The Cloudflare Worker at ai-bridge.casaconomy.com is now the actual request path for all mobile (and desktop) AI requests. Previously, cloudflared was routing traffic directly to the daemon at localhost:7471, bypassing the Worker entirely — meaning authentication, rate-limiting, and request logging were deployed but never ran in production.

How to use it

Transparent to end users. All requests to ai-bridge.casaconomy.com now pass through the Worker before reaching the daemon. The Worker validates bearer tokens (SHA-256 hash lookup in CF KV), enforces the 200-requests/day rate limit, and logs request metadata. Pairing requests (/v1/pair/confirm) remain unauthenticated as designed.
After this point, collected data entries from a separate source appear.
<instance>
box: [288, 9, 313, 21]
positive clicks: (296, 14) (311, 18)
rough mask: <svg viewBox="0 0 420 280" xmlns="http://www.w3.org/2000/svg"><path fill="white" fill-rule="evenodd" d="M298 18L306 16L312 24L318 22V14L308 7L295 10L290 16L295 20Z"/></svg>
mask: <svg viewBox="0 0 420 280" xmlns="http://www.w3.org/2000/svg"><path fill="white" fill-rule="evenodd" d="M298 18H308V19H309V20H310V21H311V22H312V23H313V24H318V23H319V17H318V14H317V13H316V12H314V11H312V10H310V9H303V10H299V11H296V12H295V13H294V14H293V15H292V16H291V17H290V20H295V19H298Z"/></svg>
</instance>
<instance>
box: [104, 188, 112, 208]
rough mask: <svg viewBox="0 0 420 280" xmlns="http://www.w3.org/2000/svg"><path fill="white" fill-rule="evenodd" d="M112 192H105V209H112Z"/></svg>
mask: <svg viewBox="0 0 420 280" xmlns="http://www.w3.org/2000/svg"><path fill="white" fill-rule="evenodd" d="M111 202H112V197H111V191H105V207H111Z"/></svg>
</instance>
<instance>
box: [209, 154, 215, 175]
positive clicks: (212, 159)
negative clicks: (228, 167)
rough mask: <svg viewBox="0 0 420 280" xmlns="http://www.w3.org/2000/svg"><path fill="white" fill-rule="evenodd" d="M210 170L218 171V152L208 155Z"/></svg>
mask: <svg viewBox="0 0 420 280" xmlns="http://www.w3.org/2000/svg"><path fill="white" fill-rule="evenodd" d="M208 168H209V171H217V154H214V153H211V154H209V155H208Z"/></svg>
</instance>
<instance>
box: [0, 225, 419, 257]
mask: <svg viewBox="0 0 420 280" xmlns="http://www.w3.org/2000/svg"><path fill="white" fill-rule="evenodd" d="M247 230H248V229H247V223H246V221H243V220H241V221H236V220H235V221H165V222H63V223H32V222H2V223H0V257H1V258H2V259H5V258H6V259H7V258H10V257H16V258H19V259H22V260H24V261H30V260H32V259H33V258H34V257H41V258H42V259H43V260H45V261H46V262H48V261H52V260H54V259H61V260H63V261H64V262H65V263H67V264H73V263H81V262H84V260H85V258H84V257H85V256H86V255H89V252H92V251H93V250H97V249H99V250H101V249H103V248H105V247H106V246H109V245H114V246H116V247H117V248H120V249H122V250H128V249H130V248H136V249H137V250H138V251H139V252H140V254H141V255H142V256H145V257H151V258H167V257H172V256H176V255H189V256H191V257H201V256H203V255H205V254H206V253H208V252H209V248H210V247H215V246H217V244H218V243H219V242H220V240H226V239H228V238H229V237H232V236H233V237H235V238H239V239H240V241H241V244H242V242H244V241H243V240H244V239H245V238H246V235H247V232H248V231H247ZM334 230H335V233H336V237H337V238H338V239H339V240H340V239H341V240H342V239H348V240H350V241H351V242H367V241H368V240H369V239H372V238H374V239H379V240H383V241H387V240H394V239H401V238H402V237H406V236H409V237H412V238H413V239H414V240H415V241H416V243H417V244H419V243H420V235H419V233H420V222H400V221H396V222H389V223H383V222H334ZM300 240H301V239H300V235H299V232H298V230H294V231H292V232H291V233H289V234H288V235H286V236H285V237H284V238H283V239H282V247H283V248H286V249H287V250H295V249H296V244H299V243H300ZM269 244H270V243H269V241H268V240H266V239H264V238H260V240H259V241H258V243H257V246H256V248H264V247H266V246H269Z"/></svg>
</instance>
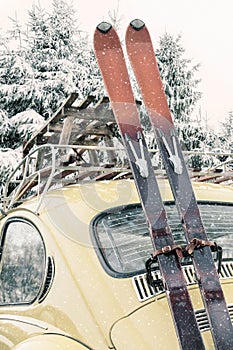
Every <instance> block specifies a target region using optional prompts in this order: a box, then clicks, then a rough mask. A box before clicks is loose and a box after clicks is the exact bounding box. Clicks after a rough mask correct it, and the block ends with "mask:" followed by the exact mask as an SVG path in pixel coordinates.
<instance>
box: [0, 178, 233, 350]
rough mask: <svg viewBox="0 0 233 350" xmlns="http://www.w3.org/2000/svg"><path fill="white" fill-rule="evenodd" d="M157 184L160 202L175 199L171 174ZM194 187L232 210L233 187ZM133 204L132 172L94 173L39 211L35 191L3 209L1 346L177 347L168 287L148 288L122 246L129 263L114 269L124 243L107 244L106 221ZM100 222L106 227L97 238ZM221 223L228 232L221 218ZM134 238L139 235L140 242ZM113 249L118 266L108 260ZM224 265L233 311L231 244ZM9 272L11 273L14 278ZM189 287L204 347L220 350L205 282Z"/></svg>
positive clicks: (141, 276) (174, 348) (187, 274)
mask: <svg viewBox="0 0 233 350" xmlns="http://www.w3.org/2000/svg"><path fill="white" fill-rule="evenodd" d="M159 186H160V189H161V193H162V196H163V199H164V201H165V202H167V203H172V201H173V198H172V194H171V191H170V189H169V186H168V183H167V181H165V180H161V181H160V182H159ZM194 190H195V193H196V196H197V199H198V201H201V202H203V203H210V204H211V203H212V204H214V203H223V204H224V205H223V209H224V208H225V207H226V208H227V210H228V211H229V210H230V209H231V208H232V213H233V206H232V207H231V205H233V188H231V187H230V186H228V187H227V186H220V185H213V184H207V183H199V184H198V183H194ZM137 203H139V199H138V195H137V192H136V190H135V186H134V182H133V181H132V180H129V179H127V180H115V181H96V182H92V183H86V184H85V183H83V184H77V185H71V186H66V187H63V188H60V189H55V190H52V191H50V192H48V193H46V194H45V196H44V198H43V201H42V203H41V206H40V209H39V211H38V213H37V212H36V210H35V208H36V207H37V204H38V198H37V197H35V198H32V199H29V200H27V201H26V202H25V203H23V204H21V205H20V206H18V207H16V208H13V209H11V210H10V211H9V212H8V213H7V214H6V215H2V218H1V221H0V230H1V265H0V267H1V275H0V279H1V281H0V283H1V298H0V349H1V350H10V349H13V350H29V349H30V350H32V349H33V350H37V349H38V350H39V349H40V350H41V349H43V350H56V349H57V350H60V349H61V350H66V349H67V350H68V349H69V350H79V349H80V350H82V349H83V350H84V349H95V350H107V349H117V350H125V349H127V350H130V349H132V350H152V349H153V350H154V349H157V350H167V349H173V350H176V349H177V350H178V349H179V343H178V339H177V336H176V332H175V327H174V324H173V320H172V316H171V313H170V310H169V306H168V302H167V299H166V293H165V291H164V290H161V291H158V292H157V293H154V292H153V290H151V288H148V286H147V285H146V282H145V281H146V279H145V271H143V270H142V269H139V270H138V271H137V269H136V268H135V272H134V270H133V268H134V267H132V266H134V263H132V261H134V260H133V259H132V258H127V254H126V253H125V252H123V253H122V254H124V255H122V256H123V258H124V259H125V261H126V265H127V264H128V265H130V268H128V270H127V267H125V266H124V262H123V263H122V266H121V267H120V268H119V269H118V265H119V266H120V264H118V263H119V261H117V256H115V255H117V254H118V253H119V251H117V250H114V249H115V248H114V247H112V246H111V247H110V243H109V242H110V241H108V243H106V246H104V244H105V243H103V242H105V241H104V240H107V239H110V238H109V235H111V230H110V229H109V228H106V231H105V225H107V222H108V220H110V221H111V220H112V221H111V223H112V222H113V221H114V215H120V213H121V210H122V212H123V210H124V209H125V208H132V210H134V209H133V208H134V205H137ZM131 206H132V207H131ZM122 208H123V209H122ZM221 208H222V207H221ZM229 208H230V209H229ZM221 210H222V209H221ZM112 213H113V214H112ZM221 214H222V213H220V214H219V215H220V216H219V218H220V219H218V220H220V221H221ZM106 215H107V216H108V217H106ZM111 215H112V216H111ZM102 217H103V218H104V219H103V220H102V219H99V218H102ZM126 217H127V216H126ZM229 217H230V214H229ZM232 217H233V215H232ZM105 219H106V220H105ZM98 220H100V221H98ZM101 220H102V221H101ZM104 220H105V221H104ZM223 220H224V217H223ZM133 224H135V223H134V222H132V225H131V226H130V227H129V228H130V231H131V232H130V237H131V236H132V235H133V233H134V229H135V232H136V229H138V227H136V226H137V225H135V226H133ZM98 225H100V226H101V230H102V231H101V233H99V236H98V237H99V238H98V239H96V238H95V234H96V233H95V232H98V230H100V229H99V228H98V227H99V226H98ZM222 226H223V230H224V227H225V226H224V223H223V225H222ZM228 226H229V227H230V223H229V224H228ZM229 227H226V229H229ZM114 232H115V231H114ZM137 232H138V231H137ZM17 234H20V235H21V236H23V237H24V240H23V243H22V244H21V245H19V244H18V243H17V241H16V242H14V237H15V235H17ZM119 234H120V233H119ZM125 237H127V236H126V234H125V236H124V239H125ZM132 237H133V236H132ZM138 237H139V236H138V235H136V236H135V243H134V244H135V247H137V239H138V240H139V238H138ZM222 237H224V232H223V234H222ZM122 239H123V238H122ZM131 239H132V238H131ZM227 239H229V236H227ZM100 240H101V247H102V248H101V249H100V247H99V243H100ZM111 242H114V241H111ZM218 243H219V244H220V243H221V240H220V239H219V241H218ZM120 244H122V245H123V243H122V242H120ZM138 244H139V242H138ZM227 244H228V243H227ZM25 246H26V247H25ZM35 246H36V247H37V248H34V247H35ZM119 247H120V245H119ZM34 249H35V250H34ZM119 249H120V248H119ZM151 249H152V248H151ZM229 249H230V248H229ZM135 250H136V248H135ZM151 253H152V250H151ZM114 254H115V255H114ZM119 254H120V253H119ZM130 254H133V253H132V252H130ZM108 257H109V259H111V261H112V264H115V265H114V266H116V268H112V265H111V264H110V263H109V261H107V259H108ZM149 257H150V256H149V255H148V258H149ZM123 258H122V261H123V260H124V259H123ZM127 259H128V260H127ZM140 259H141V258H140ZM143 259H145V258H144V257H143ZM143 259H142V260H143ZM135 261H136V260H135ZM140 261H141V260H140ZM223 263H224V262H223ZM128 265H127V266H128ZM131 265H132V266H131ZM224 266H225V267H224V268H225V269H227V273H226V276H225V275H224V276H223V277H222V278H221V283H222V287H223V291H224V294H225V298H226V301H227V304H228V307H229V309H230V310H232V312H233V308H231V307H232V305H233V259H230V252H229V255H228V260H226V265H224ZM185 268H186V267H185V266H184V269H185ZM117 269H118V270H119V271H120V272H119V271H117ZM124 269H125V270H124ZM189 269H190V266H188V267H187V268H186V270H185V271H186V275H187V276H188V273H189V271H190V270H189ZM22 271H24V272H22ZM25 271H26V272H25ZM124 271H126V272H124ZM23 273H24V274H25V276H24V275H23ZM6 276H8V279H9V276H11V281H10V282H9V281H7V278H6ZM140 283H144V284H142V286H141V285H140ZM188 289H189V292H190V295H191V299H192V302H193V305H194V309H195V310H196V312H197V317H198V315H201V316H200V317H203V318H204V319H205V320H204V321H203V322H206V326H203V327H202V336H203V339H204V342H205V347H206V349H207V350H211V349H214V345H213V341H212V337H211V333H210V330H209V328H208V320H206V315H205V316H203V315H204V310H203V303H202V300H201V296H200V292H199V287H198V285H197V283H195V281H191V282H190V283H189V286H188ZM144 294H145V295H144ZM201 322H202V321H200V325H201Z"/></svg>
What changed under the hood

  • New internal hostname bridge-tunnel.casaconomy.com is now the cloudflared-only ingress to the daemon (localhost:7471). This hostname is inaccessible without a Cloudflare Access service token.
  • ai-bridge.casaconomy.com now has a Worker route binding via wrangler.toml; all production traffic hits the Worker first.
  • Worker UPSTREAM_BASE_URL updated to https://bridge-tunnel.casaconomy.com (the internal hostname). The old config pointed at ai-bridge.casaconomy.com itself, which would have created a routing loop.
  • Cloudflare Access service token stored in ~/.paperclip/secrets/cloudflare.env for Worker → tunnel auth; injected by the daemon’s environment at startup.

Why we built it

During CAS-2105 end-to-end validation (2026-05-10), we discovered that cloudflared was routing ai-bridge.casaconomy.com directly to the daemon — bypassing the Worker entirely. The Worker was correctly deployed and tested in isolation but was never in the production request path. This meant anyone with the URL could hit /v1/chat and consume the regent’s Claude Max quota with no authentication or rate limit. The CAS-2098 security design (token validation, rate limits, metadata logging) was code-correct but completely inactive in production until this fix.

Known limitations / follow-on work

  • The Cloudflare Access service token (in ~/.paperclip/secrets/cloudflare.env) must be rotated if exposed. Rotation procedure: generate new token in CF Zero Trust dashboard, update the secret file, reload the daemon’s launchd plist.
  • bridge-tunnel.casaconomy.com is CF Access–gated for Worker traffic, but the tunnel DNS could theoretically be discovered. Confirm that cloudflared rejects non-Access-authenticated requests on that hostname.
  • Windows/Linux ports have no cloudflared/Worker equivalent; Worker-fronted AI routing is macOS-only until those platforms have daemon support.